Ausbildung mit Rückendeckung Wenn die reguläre Ausbildung schwerfällt: Hilfen bei der Inklusion

Viele junge Menschen scheitern an einer regulären Ausbildung. Dabei haben sie viel Potenzial. Mit ­entsprechender Hilfe können sie und ihre Betriebe es schaffen.

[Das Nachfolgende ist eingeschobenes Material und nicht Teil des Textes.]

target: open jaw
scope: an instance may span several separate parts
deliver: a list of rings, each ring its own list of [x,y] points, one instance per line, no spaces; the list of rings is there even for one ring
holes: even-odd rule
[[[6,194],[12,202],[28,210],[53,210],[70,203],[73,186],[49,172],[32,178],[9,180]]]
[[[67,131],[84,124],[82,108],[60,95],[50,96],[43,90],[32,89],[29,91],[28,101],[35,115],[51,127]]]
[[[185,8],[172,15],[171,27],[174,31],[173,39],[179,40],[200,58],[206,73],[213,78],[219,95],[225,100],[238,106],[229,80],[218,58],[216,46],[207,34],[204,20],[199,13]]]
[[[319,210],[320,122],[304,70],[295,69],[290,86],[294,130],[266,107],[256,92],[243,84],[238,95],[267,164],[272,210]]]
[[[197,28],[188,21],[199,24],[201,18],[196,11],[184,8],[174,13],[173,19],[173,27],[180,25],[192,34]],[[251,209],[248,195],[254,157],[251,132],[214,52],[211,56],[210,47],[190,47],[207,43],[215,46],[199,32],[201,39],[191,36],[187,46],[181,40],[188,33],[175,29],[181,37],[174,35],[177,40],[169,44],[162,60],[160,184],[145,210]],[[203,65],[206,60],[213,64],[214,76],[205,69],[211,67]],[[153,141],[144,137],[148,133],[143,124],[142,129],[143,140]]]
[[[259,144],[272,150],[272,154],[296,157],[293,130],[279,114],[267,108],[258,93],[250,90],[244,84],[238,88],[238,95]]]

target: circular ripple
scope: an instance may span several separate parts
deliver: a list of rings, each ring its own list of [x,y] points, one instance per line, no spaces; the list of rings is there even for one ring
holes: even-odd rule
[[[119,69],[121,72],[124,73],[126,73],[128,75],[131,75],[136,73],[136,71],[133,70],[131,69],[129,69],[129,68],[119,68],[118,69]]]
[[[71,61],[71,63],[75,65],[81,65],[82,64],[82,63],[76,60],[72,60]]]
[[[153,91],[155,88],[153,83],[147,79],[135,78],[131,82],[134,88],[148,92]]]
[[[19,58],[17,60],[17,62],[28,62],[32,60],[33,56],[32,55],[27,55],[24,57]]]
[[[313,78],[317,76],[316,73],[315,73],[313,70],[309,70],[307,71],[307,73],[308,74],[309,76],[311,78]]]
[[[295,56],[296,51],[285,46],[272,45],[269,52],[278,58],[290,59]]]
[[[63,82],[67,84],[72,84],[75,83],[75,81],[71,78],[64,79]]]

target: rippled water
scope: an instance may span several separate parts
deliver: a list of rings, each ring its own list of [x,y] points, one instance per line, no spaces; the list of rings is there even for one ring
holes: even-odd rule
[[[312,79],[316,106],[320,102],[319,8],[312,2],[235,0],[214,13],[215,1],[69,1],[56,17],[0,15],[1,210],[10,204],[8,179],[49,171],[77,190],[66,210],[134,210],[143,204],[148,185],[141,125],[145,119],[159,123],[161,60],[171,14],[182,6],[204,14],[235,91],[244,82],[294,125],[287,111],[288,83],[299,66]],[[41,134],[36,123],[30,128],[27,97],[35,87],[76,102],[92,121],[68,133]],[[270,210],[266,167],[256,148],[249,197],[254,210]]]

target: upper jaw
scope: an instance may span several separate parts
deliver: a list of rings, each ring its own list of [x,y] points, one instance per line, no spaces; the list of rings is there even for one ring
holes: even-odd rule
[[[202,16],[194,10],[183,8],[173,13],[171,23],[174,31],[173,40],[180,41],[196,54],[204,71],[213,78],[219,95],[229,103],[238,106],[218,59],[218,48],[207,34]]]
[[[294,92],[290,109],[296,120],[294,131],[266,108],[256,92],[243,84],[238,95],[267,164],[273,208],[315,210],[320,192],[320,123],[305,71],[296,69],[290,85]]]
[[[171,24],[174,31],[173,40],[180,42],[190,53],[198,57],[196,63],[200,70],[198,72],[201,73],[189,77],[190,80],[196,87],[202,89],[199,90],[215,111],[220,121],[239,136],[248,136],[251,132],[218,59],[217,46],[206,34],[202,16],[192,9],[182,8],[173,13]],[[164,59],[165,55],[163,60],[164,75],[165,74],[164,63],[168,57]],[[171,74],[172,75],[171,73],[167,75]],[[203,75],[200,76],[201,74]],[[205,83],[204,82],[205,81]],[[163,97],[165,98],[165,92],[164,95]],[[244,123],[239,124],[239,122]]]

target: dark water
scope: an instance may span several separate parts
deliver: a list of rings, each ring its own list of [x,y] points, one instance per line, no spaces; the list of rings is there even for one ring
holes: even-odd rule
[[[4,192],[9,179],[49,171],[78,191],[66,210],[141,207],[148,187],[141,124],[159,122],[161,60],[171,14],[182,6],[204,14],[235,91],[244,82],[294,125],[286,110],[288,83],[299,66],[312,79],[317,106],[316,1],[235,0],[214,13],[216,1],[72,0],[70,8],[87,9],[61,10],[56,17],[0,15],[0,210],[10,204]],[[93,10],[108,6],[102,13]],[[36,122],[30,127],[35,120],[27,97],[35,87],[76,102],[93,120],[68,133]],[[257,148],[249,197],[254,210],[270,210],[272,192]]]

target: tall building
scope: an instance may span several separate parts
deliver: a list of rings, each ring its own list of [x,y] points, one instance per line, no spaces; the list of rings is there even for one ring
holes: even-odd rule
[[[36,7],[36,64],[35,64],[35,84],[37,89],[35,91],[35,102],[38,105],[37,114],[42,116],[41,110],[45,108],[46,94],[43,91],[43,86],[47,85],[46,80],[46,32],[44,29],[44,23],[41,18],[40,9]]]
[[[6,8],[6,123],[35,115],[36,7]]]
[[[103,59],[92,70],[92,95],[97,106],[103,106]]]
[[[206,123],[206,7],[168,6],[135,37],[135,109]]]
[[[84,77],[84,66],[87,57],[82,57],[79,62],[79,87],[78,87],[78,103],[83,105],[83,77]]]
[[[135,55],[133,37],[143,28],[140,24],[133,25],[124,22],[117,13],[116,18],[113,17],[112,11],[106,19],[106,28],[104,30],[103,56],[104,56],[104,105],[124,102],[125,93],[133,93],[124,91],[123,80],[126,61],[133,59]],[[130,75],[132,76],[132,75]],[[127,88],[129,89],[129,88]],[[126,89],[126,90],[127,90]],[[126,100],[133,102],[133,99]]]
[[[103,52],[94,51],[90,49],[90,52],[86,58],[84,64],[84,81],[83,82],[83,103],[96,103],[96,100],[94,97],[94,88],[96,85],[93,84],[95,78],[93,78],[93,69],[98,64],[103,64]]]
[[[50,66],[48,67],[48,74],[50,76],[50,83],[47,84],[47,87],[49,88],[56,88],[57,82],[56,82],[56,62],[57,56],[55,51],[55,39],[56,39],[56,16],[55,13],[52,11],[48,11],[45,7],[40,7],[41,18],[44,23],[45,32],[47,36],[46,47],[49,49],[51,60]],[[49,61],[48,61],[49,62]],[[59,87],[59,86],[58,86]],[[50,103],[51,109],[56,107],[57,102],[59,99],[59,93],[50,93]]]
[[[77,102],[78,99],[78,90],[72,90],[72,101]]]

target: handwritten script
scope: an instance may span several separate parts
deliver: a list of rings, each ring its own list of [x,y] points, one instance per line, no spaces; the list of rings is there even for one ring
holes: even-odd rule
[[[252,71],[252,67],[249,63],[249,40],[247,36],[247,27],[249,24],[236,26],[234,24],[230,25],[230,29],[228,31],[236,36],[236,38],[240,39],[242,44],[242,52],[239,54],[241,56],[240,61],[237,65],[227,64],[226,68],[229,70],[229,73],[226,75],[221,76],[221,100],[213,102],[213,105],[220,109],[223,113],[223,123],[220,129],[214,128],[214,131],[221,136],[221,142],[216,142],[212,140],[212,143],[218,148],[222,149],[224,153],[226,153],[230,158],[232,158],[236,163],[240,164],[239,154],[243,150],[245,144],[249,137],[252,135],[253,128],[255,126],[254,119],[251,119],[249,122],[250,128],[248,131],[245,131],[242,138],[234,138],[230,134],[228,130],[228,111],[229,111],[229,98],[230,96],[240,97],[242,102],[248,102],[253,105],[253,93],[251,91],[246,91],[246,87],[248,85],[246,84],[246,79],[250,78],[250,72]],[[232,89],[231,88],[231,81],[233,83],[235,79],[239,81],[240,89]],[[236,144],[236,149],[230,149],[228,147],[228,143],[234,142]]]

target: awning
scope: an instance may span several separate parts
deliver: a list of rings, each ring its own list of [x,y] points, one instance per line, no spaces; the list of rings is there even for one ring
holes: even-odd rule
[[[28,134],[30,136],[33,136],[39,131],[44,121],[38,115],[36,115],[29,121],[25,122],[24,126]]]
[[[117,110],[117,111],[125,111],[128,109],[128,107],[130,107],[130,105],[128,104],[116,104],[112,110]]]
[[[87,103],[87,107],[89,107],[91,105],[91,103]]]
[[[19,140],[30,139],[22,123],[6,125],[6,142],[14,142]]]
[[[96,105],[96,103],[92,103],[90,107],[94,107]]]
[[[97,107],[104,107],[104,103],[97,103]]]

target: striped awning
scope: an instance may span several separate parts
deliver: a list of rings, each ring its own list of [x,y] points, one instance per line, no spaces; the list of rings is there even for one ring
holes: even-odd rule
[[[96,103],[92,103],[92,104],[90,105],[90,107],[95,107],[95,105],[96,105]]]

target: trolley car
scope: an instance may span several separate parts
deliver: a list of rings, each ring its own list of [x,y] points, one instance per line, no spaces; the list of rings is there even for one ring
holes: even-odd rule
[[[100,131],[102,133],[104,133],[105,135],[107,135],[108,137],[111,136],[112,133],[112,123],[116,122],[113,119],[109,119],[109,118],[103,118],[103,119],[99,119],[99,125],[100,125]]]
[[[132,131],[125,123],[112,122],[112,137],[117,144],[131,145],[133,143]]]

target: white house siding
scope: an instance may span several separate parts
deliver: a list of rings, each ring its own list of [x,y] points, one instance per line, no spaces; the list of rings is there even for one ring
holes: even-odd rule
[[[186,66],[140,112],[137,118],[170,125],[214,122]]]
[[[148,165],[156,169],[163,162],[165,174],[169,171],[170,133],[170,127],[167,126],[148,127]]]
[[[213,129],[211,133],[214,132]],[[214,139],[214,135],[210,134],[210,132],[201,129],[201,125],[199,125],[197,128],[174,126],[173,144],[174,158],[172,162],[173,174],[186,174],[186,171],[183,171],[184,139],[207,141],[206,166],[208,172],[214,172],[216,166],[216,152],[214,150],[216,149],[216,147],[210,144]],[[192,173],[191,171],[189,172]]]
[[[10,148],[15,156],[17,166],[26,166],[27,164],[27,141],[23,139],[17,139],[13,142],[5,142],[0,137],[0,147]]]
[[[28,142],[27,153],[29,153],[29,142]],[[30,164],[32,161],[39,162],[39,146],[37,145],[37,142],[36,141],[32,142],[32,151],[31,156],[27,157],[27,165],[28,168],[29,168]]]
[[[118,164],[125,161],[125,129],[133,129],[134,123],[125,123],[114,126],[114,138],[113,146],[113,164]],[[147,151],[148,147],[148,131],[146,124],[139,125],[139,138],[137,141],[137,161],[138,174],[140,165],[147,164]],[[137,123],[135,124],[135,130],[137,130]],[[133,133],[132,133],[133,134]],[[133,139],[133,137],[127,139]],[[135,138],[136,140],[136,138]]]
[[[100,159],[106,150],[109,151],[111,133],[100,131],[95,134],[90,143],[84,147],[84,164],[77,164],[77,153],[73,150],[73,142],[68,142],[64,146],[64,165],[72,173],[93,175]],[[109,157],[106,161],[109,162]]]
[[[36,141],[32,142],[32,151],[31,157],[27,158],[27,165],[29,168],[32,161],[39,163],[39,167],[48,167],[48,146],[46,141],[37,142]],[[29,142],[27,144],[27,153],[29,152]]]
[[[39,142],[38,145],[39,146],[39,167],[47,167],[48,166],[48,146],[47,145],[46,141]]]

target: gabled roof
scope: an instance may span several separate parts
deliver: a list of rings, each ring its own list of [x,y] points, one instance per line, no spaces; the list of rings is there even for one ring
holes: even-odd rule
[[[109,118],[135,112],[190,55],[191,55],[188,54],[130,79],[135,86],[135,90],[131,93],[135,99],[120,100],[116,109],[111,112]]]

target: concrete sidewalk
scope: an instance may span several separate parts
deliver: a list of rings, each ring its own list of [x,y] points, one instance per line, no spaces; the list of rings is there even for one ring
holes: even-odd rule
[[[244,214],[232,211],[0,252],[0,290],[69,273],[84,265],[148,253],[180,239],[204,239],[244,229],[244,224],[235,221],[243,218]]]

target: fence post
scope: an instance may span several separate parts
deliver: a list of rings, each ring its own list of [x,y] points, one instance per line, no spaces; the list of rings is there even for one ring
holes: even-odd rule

Zimmerermeister Alexander Haarbusch und sein Geselle Sascha Leidner arbeiten an einer Treppe.
Alexander Haarbusch (rechts) hat Sascha Leidner eine Chance ­gegeben und damit einen guten Gesellen gewonnen. - © Fotografische Werkstatt Carolin Ludwig

Sascha Leidner ist ein Glücksfall. Mit 32 Jahren hat er in diesem Sommer seine Gesellenprüfung zum Tischler bestanden. Sein Ausbilder Alexander Haarbusch, Chef der Kasseler Tischlerei Stilecht, hat ihn gern übernommen. "Sascha ist schon jetzt ein guter Handwerker. Und er wird einmal ein sehr, sehr guter Möbeltischler", sieht sein Meister das Potenzial in ihm. Dass Leidner fast doppelt so alt ist wie andere Azubis, stört Haarbusch nicht: "Ich finde, jeder Mensch hat eine Chance verdient."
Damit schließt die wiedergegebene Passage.